Par Daniel Minssen
L'approche
Le soleil cogne ! Il fait très chaud en cette fin février. Nous gravissons les quelques kilomètres qui nous séparent encore du sommet du Hòn Bà. Nous avons dû abandonner voiture et chauffeur au pied de l'éboulement qui nous a brusquement stoppés. Après avoir escaladé sur une centaine de mètres l'énorme accumulation de terre, rochers et troncs d'arbres qui barrent la route, notre guide-interprète, mon épouse et moi avons mis sac au dos et attaqué les derniers lacets.
Encore un virage puis nous entendons l'aboiement d'un chien ! Les lieux seraient-ils habités ?
Nous voici au sommet et le chalet nous apparaît, en contre-jour sur le ciel éblouissant. Il est comme je l'ai déjà vu sur des photos. C'est une reconstitution, nous le savons, mais réalisée à l'identique de l'original. Sur le fronton, nous pouvons lire, réalisée en grandes lettres de bois, l'inscription "ALEXANDRE YERSIN" précédée de quelques mots de vietnamien.
Sur le seuil de la bâtisse, un militaire nous accueille. Nous apprenons que le chalet est occupé en permanence par des gardes-chasse, le site ayant été classé Réserve Naturelle de faune et de flore. Les gardes descendent périodiquement en moto jusqu'à l'éboulis pour se réapprovisionner en nourriture, se procurer le courrier ainsi que des accumulateurs chargés qui sont apportés à leur intention.
De temps en temps ils partent, fusil à l'épaule et jumelles en bandoulière, se poster sur des points de vues pour repérer d'éventuelles fumées révélatrices de braconniers !
A la suite de notre hôte, nous visitons les lieux. Au-dessus d'une porte se dresse un petit autel fleuri dédié à Yersin. Au premier étage, dans la grande pièce de séjour, il nous est offert le thé vert de bienvenue. Sur une grande étagère, encore un portrait du célèbre docteur, mais entouré de … brosses à dents !
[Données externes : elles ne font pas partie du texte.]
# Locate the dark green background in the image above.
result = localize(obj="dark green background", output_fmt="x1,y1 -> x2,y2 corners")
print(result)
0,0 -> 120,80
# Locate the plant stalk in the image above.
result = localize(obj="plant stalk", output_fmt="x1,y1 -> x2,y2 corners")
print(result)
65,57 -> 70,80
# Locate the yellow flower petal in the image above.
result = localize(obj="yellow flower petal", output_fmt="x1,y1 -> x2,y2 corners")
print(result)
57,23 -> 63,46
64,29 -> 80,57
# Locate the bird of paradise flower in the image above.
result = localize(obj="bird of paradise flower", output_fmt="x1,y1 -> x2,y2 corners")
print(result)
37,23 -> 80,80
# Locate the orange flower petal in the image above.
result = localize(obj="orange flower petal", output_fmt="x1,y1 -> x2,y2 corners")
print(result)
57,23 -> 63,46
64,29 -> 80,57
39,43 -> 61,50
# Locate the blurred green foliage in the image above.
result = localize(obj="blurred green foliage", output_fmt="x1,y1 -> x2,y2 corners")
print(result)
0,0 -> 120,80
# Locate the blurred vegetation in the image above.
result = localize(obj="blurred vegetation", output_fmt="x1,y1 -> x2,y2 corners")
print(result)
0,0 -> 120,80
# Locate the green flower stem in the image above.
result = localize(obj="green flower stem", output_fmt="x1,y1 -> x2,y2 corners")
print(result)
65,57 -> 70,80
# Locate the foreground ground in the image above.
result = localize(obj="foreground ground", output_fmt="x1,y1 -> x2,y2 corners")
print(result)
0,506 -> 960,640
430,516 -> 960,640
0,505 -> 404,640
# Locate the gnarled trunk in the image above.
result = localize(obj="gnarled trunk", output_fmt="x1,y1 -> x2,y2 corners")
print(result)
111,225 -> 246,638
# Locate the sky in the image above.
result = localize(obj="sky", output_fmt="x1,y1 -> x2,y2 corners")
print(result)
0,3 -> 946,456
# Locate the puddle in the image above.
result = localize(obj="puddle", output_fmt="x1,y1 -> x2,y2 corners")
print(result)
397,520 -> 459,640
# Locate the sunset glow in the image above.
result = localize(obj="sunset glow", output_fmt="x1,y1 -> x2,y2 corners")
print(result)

Notre hôte me demande si je désire voir l'écurie. Bien sûr que oui ! Et nous crapahutons sur un petit sentier qui s'enfonce d'une bonne centaine de mètres dans la forêt vierge. Nous y voici, mais il ne reste plus guère de l'écurie qu'un abreuvoir taillé dans la pierre et envahi par la végétation.
Mes pensées vagabondent et remontent le temps…
Presqu'un siècle auparavant
En avril 1914 Yersin se rend en excursion dans le massif montagneux qui domine la plantation de Suoi Giao. Il est accompagné par Armand Krempf, zoologiste, qui recherche des moustiques pour étudier le paludisme, Yersin pensant y trouver de nouvelles espèces d'orchidées sauvages. Il est immédiatement séduit par un vaste plateau, à flanc de montagne, à près de 1.500 mètres d'altitude. De plus, la vue sur la vallée de Nha Trang et sur la mer y est superbe. Après cette première exploration, il y retourne très vite : " Si les aéroplanes étaient plus pratiques, il ne faudrait pas une heure pour se rendre sur notre plateau, où nous arrivons péniblement en 5 jours avec les moyens actuels " écrit-il peu après à sa sœur en Suisse. Ce périple lui demande en effet 2 jours en sampan pour remonter la rivière, puis 3 jours d'escalade.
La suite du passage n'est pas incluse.